Indipendenza e solo indipendenza, quindi. E senza politica: «Il comitato
ha un suo simbolo, ma non è chiuso all’interno di nessun cerchio –
spiega Morosin -. Vogliamo esser chiari: non ci interessano le europee né
politiche, qui si parla solo del diritto di un popolo di scegliere se diventare
indipendente o meno». Una visione che non solo ha portato ad unire i simboli
indipendentisti intorno ad un tavolo (tanti i precedenti tentativi: I Veneti,
Forum dei Veneti, Casa dei Veneti etc), ma che ha raccolto anche
il favore – in breve tempo – di oltre 130 comuni e due province. Segno
tangibile che qualcosa, in Veneto, sta cambiando. A conferma è arrivato
l’invito alla conferenza organizzata dall’associazione Apindustria Vicenza
sul tema “Delocalizzazione o indipendenza”, cui parteciperanno come relatori
molti aderenti del comitato come Valdegamberi: «Non è stata una nostra
iniziativa – chiarisce lui – ma una volontà specifica dei giovani industriali
di Vicenza di dibattere sul tema». «L’ulteriore conferma che la questione è più
calda che mai – aggiungono dal comitato – fino a qualche anno fa ci saremmo
sognati un’iniziativa del genere».
E che il tema sia scottante lo
chiariscono i sondaggi, che segnano un favore verso l’indipendenza mai
inferiore al 60%. Dati che certamente iunfluenzano la politica veneta, oggi
puzzle confuso su una scacchiera che lentamente prende forma.
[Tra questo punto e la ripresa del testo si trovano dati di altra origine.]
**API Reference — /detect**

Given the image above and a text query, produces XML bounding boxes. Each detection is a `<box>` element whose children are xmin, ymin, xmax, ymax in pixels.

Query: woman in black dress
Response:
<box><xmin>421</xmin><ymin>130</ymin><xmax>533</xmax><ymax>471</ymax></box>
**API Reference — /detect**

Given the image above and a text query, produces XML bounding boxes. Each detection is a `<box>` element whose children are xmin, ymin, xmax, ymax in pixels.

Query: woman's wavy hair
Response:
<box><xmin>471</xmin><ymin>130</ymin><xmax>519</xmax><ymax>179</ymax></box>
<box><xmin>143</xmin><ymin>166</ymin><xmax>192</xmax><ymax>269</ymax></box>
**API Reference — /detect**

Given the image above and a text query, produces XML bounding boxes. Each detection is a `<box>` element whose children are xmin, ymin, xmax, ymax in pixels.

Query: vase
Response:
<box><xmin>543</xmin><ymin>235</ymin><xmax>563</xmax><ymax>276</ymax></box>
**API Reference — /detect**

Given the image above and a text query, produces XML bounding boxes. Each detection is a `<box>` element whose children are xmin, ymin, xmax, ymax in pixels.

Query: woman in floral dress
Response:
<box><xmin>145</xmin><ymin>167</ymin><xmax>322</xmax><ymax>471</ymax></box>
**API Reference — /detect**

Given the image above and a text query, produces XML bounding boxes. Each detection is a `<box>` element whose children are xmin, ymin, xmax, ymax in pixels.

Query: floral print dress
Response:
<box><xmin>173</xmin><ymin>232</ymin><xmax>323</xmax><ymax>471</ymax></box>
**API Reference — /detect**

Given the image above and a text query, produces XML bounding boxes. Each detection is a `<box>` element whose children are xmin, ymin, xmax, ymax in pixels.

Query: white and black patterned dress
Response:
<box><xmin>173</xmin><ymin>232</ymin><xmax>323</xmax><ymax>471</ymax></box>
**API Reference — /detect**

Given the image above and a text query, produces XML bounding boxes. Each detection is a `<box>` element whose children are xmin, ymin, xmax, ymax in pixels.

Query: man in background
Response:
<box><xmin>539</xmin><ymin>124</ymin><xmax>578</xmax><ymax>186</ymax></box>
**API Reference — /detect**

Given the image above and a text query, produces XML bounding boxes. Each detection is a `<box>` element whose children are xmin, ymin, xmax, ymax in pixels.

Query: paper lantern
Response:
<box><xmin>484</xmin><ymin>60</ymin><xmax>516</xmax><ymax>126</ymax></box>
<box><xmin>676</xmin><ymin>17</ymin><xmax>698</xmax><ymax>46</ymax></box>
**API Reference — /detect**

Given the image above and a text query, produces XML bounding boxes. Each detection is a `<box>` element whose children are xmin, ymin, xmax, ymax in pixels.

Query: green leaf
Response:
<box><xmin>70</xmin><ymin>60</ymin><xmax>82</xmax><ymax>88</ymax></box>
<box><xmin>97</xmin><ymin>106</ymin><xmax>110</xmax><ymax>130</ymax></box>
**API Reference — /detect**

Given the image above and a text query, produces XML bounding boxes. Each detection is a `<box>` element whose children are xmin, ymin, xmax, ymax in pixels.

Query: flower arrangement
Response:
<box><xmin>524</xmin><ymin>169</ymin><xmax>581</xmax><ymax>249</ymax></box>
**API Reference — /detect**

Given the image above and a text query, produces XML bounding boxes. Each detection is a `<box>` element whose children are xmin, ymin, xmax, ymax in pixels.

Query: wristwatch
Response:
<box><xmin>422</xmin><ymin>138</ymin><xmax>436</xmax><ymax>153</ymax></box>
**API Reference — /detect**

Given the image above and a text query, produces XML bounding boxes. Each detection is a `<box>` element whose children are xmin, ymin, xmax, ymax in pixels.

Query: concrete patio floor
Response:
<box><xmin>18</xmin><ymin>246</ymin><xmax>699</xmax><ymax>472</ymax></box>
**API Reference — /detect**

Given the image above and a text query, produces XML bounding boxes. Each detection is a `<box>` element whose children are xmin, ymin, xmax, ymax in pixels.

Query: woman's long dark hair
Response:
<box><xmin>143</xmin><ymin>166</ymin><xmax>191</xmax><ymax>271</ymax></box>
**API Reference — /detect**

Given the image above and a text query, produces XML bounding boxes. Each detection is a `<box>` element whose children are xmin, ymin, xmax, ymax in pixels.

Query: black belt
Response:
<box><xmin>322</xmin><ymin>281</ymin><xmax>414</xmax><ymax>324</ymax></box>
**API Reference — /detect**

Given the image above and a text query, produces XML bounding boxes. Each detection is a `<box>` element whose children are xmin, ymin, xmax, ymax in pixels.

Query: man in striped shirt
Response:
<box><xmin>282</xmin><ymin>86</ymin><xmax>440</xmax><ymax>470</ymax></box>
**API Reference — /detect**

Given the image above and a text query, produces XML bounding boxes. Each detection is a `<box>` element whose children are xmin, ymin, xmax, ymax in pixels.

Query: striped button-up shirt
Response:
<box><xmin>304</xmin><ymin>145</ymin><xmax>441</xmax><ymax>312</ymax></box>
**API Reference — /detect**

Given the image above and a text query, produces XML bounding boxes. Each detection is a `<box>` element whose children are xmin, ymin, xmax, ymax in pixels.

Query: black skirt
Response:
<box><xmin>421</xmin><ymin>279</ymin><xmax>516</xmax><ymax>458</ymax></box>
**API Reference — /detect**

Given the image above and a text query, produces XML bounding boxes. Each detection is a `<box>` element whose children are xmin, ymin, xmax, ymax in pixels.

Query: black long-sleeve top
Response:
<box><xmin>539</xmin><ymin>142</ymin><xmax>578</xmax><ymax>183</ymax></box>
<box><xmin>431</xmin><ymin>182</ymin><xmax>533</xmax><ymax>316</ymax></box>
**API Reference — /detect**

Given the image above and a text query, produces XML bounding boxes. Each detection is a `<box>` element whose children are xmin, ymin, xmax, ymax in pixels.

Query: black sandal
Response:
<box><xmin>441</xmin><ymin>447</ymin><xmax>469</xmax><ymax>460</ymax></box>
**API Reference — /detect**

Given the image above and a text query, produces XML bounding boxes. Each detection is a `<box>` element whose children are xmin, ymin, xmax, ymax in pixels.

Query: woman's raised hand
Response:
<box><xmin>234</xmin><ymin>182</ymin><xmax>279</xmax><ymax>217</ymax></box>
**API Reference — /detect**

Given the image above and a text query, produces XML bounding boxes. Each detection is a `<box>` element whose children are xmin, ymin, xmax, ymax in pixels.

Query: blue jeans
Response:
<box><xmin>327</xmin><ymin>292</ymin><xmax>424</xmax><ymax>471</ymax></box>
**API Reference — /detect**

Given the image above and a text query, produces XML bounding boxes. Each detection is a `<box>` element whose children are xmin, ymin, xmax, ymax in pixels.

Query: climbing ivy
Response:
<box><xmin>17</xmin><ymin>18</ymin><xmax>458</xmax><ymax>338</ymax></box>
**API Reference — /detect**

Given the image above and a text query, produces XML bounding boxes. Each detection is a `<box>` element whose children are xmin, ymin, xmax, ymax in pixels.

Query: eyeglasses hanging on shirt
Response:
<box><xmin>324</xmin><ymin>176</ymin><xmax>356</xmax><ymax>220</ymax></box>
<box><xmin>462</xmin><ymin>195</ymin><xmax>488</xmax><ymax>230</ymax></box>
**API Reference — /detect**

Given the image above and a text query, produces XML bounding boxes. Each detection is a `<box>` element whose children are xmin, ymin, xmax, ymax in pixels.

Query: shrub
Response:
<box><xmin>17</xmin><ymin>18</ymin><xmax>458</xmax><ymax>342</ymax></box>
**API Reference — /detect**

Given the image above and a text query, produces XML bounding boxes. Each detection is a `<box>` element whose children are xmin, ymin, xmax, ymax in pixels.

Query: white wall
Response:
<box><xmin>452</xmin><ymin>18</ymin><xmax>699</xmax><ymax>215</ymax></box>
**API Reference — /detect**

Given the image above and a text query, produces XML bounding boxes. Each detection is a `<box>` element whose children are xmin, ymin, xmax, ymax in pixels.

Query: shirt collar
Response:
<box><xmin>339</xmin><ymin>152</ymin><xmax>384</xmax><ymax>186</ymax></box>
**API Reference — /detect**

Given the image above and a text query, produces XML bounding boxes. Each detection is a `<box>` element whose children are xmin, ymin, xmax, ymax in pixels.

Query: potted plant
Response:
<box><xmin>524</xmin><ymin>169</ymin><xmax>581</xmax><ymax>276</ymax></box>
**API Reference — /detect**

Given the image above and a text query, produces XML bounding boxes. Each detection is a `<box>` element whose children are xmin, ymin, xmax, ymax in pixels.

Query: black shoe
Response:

E che il
governatore seguirebbe da vicino. Morosin esclude la possibilità che il
comitato guardi alle prossime regionali («Spero signorina che lei sia andata a
votare nel 2010 – mi risponde – perché la prossima volta che tornerà alle urne
il sigillo sulla scheda sarà quello della Repubblica Veneta»), ma che non può
escludere l’inverso: l’attenzione di Zaia per il comitato,
per le prossime regionali. E infatti il suo nome viene ufficialmente presentato
tra i sostenitori di Veneto Decida: «A titolo personale» chiariscono i soci,
«ma non fondatore» ribattono dalla Regione. La verità è a verbale,
ma non è tanto importante quanto il risultato di un’eventuale convergenza tra
il neonato comitato e il partito leghista a guida trevigiana. Quest’ultimo il
riferimento istituzionale necessario per paragonare il percorso Veneto a quello
di Scozia, Catalunya, Montenegro o Fiandre. Il primo, invece, il “contenitore
anche elettorale” di riferimento per il popolo indipendentista.
Partitico no, ma di scopo si. Per una nuova politica in un nuovo Stato.